Mobilidade como solução para a crise da habitação

O discurso sobre habitação acessível precisa de uma mudança urgente. Não basta construir mais casas – é preciso garantir que estão inseridas num ecossistema urbano funcional.

– Se os transportes públicos fossem eficientes, as famílias poderiam viver mais longe dos centros sem perder qualidade de vida.
– Se os novos projetos imobiliários fossem integrados com infraestruturas de mobilidade, os preços seriam mais equilibrados.
– Se o crescimento urbano fosse pensado para 30 ou 40 anos, e não para ciclos eleitorais, evitaríamos este problema recorrente.

Portugal tem tudo para fazer melhor. Mas, para isso, é preciso parar de construir cidades para o passado e começar a planeá-las para o futuro. 

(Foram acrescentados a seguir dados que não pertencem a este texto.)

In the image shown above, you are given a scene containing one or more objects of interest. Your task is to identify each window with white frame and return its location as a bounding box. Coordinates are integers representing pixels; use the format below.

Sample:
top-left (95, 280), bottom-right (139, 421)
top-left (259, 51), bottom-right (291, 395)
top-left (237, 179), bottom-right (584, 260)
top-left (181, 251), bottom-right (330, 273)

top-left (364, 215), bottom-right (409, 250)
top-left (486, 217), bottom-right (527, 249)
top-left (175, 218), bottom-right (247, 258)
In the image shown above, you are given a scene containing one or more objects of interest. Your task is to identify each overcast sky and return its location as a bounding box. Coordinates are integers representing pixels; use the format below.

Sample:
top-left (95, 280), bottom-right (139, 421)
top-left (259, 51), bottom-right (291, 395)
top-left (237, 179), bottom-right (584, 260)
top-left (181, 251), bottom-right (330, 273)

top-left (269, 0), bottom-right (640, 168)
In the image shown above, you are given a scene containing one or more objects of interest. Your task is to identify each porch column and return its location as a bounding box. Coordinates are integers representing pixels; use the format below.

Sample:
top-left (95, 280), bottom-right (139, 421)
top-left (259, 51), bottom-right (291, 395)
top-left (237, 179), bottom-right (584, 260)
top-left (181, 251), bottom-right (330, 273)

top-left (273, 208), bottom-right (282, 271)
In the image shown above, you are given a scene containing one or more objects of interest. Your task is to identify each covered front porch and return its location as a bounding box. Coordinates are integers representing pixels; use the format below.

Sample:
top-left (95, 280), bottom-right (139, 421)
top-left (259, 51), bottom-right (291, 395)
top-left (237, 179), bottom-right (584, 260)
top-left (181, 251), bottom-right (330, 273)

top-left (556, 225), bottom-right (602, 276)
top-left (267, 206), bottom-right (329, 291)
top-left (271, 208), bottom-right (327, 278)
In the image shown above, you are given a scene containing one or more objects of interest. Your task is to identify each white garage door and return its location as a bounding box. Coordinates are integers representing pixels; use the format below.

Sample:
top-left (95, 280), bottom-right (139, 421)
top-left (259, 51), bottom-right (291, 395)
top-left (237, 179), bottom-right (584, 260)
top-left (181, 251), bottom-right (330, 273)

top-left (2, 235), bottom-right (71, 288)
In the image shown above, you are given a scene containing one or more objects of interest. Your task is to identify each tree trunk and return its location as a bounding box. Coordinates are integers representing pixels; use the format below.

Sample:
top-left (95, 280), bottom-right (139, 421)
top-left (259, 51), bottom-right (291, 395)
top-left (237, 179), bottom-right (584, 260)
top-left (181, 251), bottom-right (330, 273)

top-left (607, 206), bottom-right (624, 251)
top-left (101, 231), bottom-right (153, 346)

"Portugal tem tudo para fazer melhor. Mas, para isso, é preciso parar de construir cidades para o passado e começar a planeá-las para o futuro."


O que está a faltar?

O problema da habitação acessível em Portugal não se resolve apenas com incentivos fiscais ou mais construção. Resolve-se com uma nova mentalidade urbanística, onde habitação e mobilidade caminham lado a lado.

– Infraestruturas como o TGV, o metro e os comboios urbanos devem ser usados para criar novos polos habitacionais, não para congestionar os já existentes.
– O planeamento urbano precisa de uma visão de longo prazo, evitando que as cidades fiquem reféns da especulação imobiliária.
– A descentralização do crescimento urbano é a única forma de equilibrar oferta, procura e preços.

Enquanto continuarmos a repetir os mesmos erros, os preços das casas continuarão a subir, a mobilidade continuará a piorar e a qualidade de vida continuará a ser um luxo para poucos.

Portugal precisa de fazer diferente. Está na hora de pensar grande.